Negara ini perlu beradaptasi terhadap “akumulasi ancaman,” termasuk konflik Ukraina, kata presiden
Presiden Perancis Emmanuel Macron telah mengumumkan sebuah proyek untuk “mengerahkan” lebih banyak sukarelawan muda untuk meningkatkan pangkat militer negara itu di tengah konflik antara Rusia dan Ukraina.
Dalam pidatonya di hadapan angkatan bersenjata pada hari Senin, Macron menjelaskan langkah tersebut dengan perlunya Perancis beradaptasi dengan situasi yang ada “akumulasi ancaman.”
“Janganlah kita menipu diri sendiri, konflik di Ukraina tidak akan berakhir besok atau lusa,” dia bersikeras. Pemimpin Prancis ini berbicara pada hari yang sama ketika Donald Trump dilantik sebagai presiden AS. Selama kampanye pemilunya, Trump berulang kali berjanji akan segera mengakhiri pertikaian antara Moskow dan Kiev jika ia kembali ke Gedung Putih.
Bagi Perancis dan negara-negara UE lainnya, “tantangannya saat ini adalah memberikan Ukraina sarana untuk bertahan dan memasuki perundingan di masa depan dari posisi yang kuat,” kata Macron.
“Tantangannya besok, ketika permusuhan berhenti, adalah memberikan jaminan kepada Ukraina terhadap kembalinya perang ke wilayahnya dan jaminan atas keamanan kita sendiri,” dia menambahkan.
Presiden Prancis mengatakan dia telah meminta pemerintah dan pimpinan militer untuk mengajukan proposal pada bulan Mei “Izinkan relawan muda untuk belajar dengan angkatan bersenjata dan memperkuat barisan mereka.”
“Kita harus mendeteksi sukarelawan dengan lebih baik, melatih mereka, dan mampu memobilisasi mereka ketika saatnya tiba untuk memperkuat tentara di daratan Prancis atau di tempat lain,” dia menekankan.

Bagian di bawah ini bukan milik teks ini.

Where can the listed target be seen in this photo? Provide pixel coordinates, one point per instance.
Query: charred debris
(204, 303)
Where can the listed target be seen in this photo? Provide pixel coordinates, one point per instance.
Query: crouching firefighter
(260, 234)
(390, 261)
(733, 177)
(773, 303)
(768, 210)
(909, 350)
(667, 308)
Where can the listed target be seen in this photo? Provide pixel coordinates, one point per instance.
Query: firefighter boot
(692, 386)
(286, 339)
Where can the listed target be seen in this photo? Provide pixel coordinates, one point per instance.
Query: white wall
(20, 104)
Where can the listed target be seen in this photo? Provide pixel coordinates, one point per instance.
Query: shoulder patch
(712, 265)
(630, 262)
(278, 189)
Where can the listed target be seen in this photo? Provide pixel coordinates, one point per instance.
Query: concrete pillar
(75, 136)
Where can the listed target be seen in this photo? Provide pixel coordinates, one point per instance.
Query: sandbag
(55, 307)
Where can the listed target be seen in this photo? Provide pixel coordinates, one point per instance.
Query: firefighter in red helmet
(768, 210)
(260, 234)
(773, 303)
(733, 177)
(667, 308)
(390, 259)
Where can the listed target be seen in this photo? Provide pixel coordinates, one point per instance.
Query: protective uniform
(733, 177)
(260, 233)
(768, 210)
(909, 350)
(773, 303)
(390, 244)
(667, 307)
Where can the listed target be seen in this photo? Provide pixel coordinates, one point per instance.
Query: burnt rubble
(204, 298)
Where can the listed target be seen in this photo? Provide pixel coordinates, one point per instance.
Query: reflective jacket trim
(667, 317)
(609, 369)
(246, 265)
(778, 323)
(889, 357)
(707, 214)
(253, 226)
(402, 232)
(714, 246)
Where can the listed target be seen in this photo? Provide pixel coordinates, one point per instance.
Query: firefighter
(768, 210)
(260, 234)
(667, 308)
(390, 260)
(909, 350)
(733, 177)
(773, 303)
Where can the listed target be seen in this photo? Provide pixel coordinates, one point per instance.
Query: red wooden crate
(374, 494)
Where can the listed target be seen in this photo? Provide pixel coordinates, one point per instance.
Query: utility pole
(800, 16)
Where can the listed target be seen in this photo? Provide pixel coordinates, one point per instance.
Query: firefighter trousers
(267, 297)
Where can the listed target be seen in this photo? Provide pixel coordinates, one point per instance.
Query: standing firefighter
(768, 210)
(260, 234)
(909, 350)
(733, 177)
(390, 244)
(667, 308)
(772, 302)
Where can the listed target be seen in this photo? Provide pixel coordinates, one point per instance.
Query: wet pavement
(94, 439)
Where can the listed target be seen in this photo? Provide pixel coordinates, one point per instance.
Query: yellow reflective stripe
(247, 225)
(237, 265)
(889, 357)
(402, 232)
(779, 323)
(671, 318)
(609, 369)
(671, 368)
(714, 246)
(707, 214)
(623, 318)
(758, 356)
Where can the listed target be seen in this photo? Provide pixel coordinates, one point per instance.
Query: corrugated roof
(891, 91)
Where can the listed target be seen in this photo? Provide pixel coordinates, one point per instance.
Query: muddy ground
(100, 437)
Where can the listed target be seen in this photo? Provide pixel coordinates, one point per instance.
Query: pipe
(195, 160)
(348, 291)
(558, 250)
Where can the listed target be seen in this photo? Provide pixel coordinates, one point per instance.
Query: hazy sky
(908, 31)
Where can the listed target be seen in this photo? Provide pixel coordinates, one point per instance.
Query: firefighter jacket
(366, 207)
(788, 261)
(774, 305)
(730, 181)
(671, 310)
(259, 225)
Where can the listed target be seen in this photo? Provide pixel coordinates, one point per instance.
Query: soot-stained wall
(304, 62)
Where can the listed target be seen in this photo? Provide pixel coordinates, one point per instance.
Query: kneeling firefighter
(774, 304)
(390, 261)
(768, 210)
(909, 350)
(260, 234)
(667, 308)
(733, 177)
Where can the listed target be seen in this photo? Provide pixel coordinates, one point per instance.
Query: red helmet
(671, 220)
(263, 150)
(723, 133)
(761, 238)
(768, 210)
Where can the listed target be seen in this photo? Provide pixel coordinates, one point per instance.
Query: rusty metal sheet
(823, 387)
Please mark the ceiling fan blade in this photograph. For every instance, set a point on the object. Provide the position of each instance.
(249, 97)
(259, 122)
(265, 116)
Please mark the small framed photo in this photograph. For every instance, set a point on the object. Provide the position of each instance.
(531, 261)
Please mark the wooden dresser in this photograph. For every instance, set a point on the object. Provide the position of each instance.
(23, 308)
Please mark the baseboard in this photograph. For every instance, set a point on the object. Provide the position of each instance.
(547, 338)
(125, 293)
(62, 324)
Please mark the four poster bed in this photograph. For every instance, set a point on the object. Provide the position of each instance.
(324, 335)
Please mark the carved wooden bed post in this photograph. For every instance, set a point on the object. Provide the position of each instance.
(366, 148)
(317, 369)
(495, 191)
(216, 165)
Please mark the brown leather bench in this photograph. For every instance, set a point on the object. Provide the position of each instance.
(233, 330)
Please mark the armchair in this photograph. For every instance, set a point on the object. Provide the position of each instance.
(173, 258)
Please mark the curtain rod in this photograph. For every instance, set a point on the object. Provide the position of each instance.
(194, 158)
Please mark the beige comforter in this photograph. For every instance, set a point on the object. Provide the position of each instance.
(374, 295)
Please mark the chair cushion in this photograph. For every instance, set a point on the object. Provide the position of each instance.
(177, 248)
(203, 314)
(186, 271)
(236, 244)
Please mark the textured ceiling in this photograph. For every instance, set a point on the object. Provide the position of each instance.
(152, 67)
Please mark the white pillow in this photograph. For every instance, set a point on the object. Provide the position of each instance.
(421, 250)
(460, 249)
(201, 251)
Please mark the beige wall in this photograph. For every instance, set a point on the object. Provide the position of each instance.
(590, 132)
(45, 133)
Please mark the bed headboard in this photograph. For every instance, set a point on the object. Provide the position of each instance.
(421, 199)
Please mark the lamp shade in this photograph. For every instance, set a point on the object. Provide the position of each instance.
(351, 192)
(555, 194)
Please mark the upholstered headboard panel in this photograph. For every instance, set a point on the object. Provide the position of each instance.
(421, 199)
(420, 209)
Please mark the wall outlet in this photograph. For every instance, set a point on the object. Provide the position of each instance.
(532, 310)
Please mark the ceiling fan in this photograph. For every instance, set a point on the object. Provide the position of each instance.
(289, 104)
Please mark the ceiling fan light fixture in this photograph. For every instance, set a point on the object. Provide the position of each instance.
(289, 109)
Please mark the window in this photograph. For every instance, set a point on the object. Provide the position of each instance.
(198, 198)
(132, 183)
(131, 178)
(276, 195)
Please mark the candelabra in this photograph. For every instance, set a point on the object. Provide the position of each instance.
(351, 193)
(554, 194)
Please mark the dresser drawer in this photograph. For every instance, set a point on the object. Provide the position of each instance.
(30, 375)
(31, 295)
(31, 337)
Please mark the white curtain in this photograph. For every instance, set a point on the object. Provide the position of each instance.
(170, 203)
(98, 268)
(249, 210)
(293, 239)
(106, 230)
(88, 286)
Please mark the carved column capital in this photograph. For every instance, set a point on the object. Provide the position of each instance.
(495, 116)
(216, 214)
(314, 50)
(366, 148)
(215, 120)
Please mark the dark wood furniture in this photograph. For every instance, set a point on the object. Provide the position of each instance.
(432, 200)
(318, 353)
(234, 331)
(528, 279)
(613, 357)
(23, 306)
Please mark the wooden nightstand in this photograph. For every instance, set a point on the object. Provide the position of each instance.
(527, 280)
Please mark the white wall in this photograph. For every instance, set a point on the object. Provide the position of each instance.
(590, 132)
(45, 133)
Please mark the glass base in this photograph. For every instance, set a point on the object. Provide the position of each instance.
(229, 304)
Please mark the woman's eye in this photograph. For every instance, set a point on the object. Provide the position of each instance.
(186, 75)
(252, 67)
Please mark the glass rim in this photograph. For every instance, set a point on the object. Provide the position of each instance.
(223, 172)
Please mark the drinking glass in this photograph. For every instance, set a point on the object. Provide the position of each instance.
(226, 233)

Menarik lebih banyak sukarelawan akan memungkinkan Prancis untuk memperkuat militer tanpa menerapkan kembali wajib militer, yang telah dihapuskan pada tahun 2001, kata Macron. Tujuan Paris adalah memiliki 210.000 prajurit aktif dan 80.000 tentara cadangan di angkatan bersenjata pada tahun 2030.
Menurut laporan media, Macron membahas gagasannya untuk mengirim pasukan Barat ke Ukraina sebagai bagian dari pasukan penjaga perdamaian selama pertemuan dengan Perdana Menteri Inggris Keir Starmer dan kepala pemerintahan Polandia, Donald Tusk, awal bulan ini. Tusk kemudian mengatakan kepada wartawan bahwa Warsawa tidak berencana melakukan tindakan seperti itu.
Rusia telah berulang kali memperingatkan bahwa mereka akan menganggap tentara asing yang dikerahkan di Ukraina secara sepihak sebagai target yang sah. Kremlin mengatakan bulan lalu bahwa masalah pasukan penjaga perdamaian bisa menjadi bagian dari perundingan masa depan mengenai Ukraina, namun memperingatkan bahwa saat ini tidak ada syarat untuk meluncurkan perundingan perdamaian.
BACA SELENGKAPNYA:
Orang Amerika mengatakan Amerika menghabiskan terlalu banyak uang untuk Ukraina – jajak pendapat
Badan Intelijen Luar Negeri Rusia (SVR) sebelumnya memperingatkan bahwa Barat ingin menghentikan konflik dengan mengirimkan 100.000 pasukan penjaga perdamaian ke Ukraina, dalam upaya untuk menghentikan konflik. “menempati” negara dan memberi Kiev kelonggaran untuk bersiap menghadapi bentrokan di masa depan dengan Moskow.